HC Deb 01 December 1977 vol 940 cc714-7
Q3. Mr. Wyn Roberts

asked the Prime Minister if he will list his engagements for 1st December.

The Prime Minister

This morning I presided at a meeting of the Cabinet. I also met Governer Brown of California. In addition to my duties in this House, I shall be holding further meetings with ministerial colleagues and others.

Mr. Roberts

Will the Prime Minister have another go at clearing up the very messy situation left after the Chancellor talked with the Manifesto Group last night? If the Prime Minister does not like free collective bargaining, as he has told us today, will he continue with what Mr. Gormley calls "the most involuntary voluntary policy"?

The Prime Minister

The guidelines were published in the White Paper last July, and that is what we are adhering to. I shall not condemn anyone in this House—not the Chancellor nor the Under-Secretary for Employment, not even the hon. Member for Chingford (Mr.
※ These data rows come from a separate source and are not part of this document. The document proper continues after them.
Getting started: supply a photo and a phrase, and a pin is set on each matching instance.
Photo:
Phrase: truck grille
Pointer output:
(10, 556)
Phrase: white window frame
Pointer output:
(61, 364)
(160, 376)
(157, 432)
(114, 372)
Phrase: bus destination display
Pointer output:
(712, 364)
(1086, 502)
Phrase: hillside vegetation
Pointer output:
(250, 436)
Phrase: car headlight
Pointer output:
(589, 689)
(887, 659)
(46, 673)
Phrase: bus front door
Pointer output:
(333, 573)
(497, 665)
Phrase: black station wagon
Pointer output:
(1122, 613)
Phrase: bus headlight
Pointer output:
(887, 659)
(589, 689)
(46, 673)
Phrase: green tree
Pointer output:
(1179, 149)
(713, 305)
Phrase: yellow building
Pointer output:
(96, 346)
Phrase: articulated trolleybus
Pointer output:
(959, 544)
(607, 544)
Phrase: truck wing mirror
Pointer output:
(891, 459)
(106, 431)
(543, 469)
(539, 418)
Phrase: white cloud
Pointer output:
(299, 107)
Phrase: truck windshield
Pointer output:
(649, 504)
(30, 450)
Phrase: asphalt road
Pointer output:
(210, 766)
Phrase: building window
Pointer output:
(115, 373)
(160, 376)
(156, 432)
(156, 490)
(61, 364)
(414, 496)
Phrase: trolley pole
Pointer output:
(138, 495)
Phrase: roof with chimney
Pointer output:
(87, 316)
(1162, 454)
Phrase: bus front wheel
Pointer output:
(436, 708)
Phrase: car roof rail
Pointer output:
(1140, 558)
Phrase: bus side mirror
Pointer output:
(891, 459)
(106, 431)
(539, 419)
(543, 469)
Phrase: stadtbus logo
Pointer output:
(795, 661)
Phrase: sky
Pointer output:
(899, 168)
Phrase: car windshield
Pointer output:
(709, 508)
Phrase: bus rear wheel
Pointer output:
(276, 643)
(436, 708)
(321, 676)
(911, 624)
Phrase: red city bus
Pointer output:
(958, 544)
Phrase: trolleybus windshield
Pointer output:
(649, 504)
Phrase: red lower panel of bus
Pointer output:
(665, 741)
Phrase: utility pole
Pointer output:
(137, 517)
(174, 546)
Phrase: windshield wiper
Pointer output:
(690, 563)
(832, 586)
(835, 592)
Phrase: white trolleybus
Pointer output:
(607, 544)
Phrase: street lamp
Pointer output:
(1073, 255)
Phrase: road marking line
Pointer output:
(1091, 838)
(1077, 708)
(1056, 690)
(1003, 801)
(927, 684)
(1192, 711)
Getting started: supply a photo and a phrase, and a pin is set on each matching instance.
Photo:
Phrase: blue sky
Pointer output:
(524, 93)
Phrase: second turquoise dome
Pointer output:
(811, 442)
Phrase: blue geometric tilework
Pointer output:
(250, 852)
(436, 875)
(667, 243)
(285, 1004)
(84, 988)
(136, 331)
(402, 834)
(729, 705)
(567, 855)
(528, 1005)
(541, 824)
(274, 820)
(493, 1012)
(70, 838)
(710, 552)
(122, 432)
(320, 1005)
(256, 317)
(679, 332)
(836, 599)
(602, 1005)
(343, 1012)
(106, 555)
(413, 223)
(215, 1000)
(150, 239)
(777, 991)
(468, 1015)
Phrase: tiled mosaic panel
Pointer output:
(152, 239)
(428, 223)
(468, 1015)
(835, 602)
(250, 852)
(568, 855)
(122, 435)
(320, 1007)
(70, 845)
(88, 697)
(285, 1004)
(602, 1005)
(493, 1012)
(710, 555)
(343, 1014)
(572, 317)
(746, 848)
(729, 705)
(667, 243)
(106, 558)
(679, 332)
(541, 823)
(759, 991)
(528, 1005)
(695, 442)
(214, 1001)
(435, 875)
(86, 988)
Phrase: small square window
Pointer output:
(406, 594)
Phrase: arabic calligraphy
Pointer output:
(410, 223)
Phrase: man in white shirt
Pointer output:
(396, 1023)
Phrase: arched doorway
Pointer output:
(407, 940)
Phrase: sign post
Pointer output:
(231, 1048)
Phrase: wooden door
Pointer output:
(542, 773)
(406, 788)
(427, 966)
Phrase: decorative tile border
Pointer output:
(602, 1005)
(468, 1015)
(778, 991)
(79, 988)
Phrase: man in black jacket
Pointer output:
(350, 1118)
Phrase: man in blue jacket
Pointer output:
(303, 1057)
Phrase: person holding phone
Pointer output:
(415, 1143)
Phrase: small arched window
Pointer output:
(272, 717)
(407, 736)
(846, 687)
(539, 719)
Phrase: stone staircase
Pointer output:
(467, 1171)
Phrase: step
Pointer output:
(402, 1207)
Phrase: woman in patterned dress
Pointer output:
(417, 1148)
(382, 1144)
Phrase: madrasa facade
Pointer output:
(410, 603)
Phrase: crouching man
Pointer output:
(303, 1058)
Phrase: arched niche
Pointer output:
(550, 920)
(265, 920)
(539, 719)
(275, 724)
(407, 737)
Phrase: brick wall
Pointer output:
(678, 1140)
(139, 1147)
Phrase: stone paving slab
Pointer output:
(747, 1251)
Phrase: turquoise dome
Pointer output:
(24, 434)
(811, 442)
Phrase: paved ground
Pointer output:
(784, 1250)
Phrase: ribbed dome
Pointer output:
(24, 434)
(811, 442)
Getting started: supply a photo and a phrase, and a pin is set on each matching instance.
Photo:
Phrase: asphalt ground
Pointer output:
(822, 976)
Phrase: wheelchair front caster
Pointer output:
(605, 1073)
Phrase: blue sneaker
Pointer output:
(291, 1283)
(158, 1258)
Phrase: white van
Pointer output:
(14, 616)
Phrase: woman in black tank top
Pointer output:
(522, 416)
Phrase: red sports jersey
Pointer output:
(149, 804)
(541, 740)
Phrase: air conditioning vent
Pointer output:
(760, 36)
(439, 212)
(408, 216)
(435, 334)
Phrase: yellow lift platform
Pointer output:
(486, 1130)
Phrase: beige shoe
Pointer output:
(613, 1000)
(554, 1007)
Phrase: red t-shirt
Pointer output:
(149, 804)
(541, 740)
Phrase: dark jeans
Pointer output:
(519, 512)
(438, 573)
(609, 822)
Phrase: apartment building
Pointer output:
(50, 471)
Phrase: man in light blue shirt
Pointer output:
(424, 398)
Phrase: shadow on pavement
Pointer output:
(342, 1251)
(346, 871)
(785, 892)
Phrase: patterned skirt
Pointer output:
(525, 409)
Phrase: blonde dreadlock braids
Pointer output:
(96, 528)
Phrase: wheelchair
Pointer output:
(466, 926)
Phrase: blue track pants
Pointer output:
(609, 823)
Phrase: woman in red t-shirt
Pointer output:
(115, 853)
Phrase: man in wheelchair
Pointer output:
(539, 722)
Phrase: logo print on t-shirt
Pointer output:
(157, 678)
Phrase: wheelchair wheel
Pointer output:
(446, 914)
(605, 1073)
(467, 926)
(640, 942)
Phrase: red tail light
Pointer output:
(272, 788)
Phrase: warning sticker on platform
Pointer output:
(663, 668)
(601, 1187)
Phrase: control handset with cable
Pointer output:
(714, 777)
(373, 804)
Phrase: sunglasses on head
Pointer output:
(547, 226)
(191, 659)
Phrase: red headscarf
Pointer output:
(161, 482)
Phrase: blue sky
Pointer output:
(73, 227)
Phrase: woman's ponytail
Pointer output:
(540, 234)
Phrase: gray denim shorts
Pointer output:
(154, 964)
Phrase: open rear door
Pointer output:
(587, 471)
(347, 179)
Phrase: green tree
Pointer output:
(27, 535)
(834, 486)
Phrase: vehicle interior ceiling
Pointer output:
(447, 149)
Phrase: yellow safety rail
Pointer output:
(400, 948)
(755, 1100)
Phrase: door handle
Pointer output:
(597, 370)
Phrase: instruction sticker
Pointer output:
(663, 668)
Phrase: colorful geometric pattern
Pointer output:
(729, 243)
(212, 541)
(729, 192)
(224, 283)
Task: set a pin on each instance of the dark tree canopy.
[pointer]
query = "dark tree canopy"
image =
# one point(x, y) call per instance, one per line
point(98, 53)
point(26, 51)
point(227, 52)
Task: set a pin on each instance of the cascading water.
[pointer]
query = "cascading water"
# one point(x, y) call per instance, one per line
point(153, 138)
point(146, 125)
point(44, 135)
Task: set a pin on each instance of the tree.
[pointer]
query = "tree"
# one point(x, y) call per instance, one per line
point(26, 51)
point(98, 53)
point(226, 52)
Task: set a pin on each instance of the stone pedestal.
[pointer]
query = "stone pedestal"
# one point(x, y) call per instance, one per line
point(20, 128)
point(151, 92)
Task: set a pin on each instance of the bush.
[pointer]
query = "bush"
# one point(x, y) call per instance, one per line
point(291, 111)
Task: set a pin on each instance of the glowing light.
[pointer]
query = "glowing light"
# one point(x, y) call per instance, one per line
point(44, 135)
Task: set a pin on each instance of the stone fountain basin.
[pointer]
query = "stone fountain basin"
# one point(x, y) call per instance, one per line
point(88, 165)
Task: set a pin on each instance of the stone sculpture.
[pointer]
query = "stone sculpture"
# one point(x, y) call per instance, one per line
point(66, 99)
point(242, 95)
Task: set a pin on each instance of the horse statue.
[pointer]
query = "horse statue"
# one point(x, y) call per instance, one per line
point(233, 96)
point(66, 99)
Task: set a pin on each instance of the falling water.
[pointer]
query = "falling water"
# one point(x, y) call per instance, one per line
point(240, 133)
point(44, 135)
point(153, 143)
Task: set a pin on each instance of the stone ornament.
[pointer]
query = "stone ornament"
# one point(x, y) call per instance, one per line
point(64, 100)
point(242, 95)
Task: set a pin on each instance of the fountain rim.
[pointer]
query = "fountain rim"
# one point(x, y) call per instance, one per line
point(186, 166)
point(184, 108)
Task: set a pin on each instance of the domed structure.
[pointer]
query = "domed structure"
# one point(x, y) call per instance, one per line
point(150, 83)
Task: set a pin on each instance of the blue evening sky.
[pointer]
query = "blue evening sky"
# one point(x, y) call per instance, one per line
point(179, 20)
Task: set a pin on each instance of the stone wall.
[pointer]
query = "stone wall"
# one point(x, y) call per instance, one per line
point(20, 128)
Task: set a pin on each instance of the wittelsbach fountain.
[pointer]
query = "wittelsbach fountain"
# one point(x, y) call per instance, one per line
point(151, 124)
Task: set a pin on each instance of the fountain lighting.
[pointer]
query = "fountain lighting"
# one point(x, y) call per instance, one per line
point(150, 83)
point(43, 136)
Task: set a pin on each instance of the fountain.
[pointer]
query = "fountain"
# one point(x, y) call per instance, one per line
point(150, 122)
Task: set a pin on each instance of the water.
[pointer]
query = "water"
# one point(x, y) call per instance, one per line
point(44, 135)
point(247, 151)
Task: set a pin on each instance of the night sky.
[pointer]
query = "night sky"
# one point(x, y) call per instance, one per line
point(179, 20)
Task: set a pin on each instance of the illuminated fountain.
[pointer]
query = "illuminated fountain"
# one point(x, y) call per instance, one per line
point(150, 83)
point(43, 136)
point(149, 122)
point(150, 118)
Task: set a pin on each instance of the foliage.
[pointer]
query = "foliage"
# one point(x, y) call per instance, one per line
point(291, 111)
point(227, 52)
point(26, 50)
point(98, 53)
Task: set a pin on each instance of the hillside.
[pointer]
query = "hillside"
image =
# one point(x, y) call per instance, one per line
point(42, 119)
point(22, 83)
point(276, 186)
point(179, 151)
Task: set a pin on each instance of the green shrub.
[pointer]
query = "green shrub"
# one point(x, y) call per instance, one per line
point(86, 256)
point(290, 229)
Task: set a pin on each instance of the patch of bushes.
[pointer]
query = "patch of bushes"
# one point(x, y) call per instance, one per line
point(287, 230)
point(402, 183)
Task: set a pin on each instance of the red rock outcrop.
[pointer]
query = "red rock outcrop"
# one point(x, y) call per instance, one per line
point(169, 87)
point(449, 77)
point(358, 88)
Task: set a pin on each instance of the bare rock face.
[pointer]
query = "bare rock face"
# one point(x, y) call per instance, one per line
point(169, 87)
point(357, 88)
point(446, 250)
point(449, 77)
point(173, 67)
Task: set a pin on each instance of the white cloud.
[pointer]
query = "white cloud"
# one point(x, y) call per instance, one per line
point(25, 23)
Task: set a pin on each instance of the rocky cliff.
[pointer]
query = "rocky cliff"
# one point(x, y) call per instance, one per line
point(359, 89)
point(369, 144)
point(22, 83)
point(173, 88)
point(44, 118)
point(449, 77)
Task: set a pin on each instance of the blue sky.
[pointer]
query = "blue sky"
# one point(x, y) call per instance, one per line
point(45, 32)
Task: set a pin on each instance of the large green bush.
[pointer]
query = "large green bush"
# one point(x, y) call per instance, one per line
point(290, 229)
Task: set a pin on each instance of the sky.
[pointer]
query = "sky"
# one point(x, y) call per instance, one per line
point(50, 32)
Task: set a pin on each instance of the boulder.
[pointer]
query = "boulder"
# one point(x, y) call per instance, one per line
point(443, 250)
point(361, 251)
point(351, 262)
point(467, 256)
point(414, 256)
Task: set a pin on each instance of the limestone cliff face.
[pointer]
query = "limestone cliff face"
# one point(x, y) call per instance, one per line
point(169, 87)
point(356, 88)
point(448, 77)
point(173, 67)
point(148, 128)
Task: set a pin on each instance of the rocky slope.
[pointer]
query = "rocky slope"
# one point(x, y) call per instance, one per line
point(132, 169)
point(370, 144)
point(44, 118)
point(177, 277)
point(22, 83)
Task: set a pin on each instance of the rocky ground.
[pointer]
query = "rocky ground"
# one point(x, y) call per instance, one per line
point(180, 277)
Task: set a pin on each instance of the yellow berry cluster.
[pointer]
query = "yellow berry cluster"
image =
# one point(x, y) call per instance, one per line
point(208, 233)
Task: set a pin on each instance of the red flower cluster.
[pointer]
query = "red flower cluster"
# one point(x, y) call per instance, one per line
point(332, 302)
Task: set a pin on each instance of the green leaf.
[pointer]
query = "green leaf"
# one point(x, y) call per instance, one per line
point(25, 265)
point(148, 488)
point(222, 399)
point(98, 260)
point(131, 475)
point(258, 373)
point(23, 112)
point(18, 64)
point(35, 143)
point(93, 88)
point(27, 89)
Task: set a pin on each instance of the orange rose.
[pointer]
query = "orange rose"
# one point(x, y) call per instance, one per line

Tebbit)—[Interruption.] Perhaps I shall exempt him, after all—for trying to think ahead about the way in which we can get a rational approach to wages in this country without having excessive settlements that are likely to lead to inflation.

Mr. Pardoe

The Prime Minister may rest assured that I was not going to ask him about phase 4, because I am much more concerned about phase 3. Will he accept that if the present rate of wage settlements in the private sector continues as for the remaining part of phase 3 up to July 1977, the rate of price increases will rise very rapidly in the second half of 1978? What is he doing to enforce the guidelines in the private sector?

The Prime Minister

I do not think that we can draw that conclusion. I believe that only 3 per cent. of wage earners in this country have made settlements. Many are waiting to see what happens. I was told yesterday and the House will have read about what I million local authority wage earners were saying about a current dispute. A great many people are waiting. It is not right to suggest that there will be a great excess. Nobody can say that, when such a small proportion have settled. It is the Government's responsibility, within budgetary limits and in other ways, to try to prevent people in the private sector from saying that they did it because the Government did it.

Mr. Madden

Will the Prime Minister take the opportunity of having a word with the German Minister of Labour who is visiting London this week and others like him, such as the right hon. Member for Leeds, North-East (Sir K. Joseph), who are implacably opposed to the temporary employment subsidy? The Prime Minister should tell them that Britain intends to continue with the TES because of its importance to the textile and clothing industry.

The Prime Minister

There is no doubt that in the middle of a world recession it would be absolutely idiotic to follow the suggestions of the right hon. Member for Leeds, North-East (Sir K. Joseph) who says that all rescues and subsidies are harmful. I have never heard a more stupid expression in the 33 years that I have been in this House.

Mr. Michael Latham

In view of the motion on the Order Paper by the hon. Member for Ormskirk (Mr. Kilroy-Silk) and other Labour Members about the Government's sanctions policy, and their attack upon it, will the Prime Minister seek from the House a legal basis for his 10 per cent. pay policy and for his sanctions, neither of which have such a legal basis?

The Prime Minister

The answer in both cases is "No".

Mr. Ashley

Why do the Government not suggest an institution such as the National Board for Prices and Incomes to operate alongside their voluntary pay policy?

The Prime Minister

I think that the experience of the Prices and Incomes Board in the past shows all too clearly that this kind of institution cannot operate without the full consent and support of those who intend to control or take part in it. That is why I have always insisted that whatever the difficulties in a democratic society like ours, we shall not succeed without the support of the trade unions in these matters. That is why my efforts at the moment have been bent on winning public and trade union opinion to our side. What is more, we are holding it remarkably well.

Mr. Peter Walker

Originally the Government's guideline were 6 per cent. on wage rates and 10 per cent. on earnings. Are they now 10 per cent. on wage rates and 15 per cent. on earnings?

The Prime Minister

No, Sir. The Government's original guidelines were 10 per cent. on national earnings, and settlements well within single figures. We would like to retain that situation.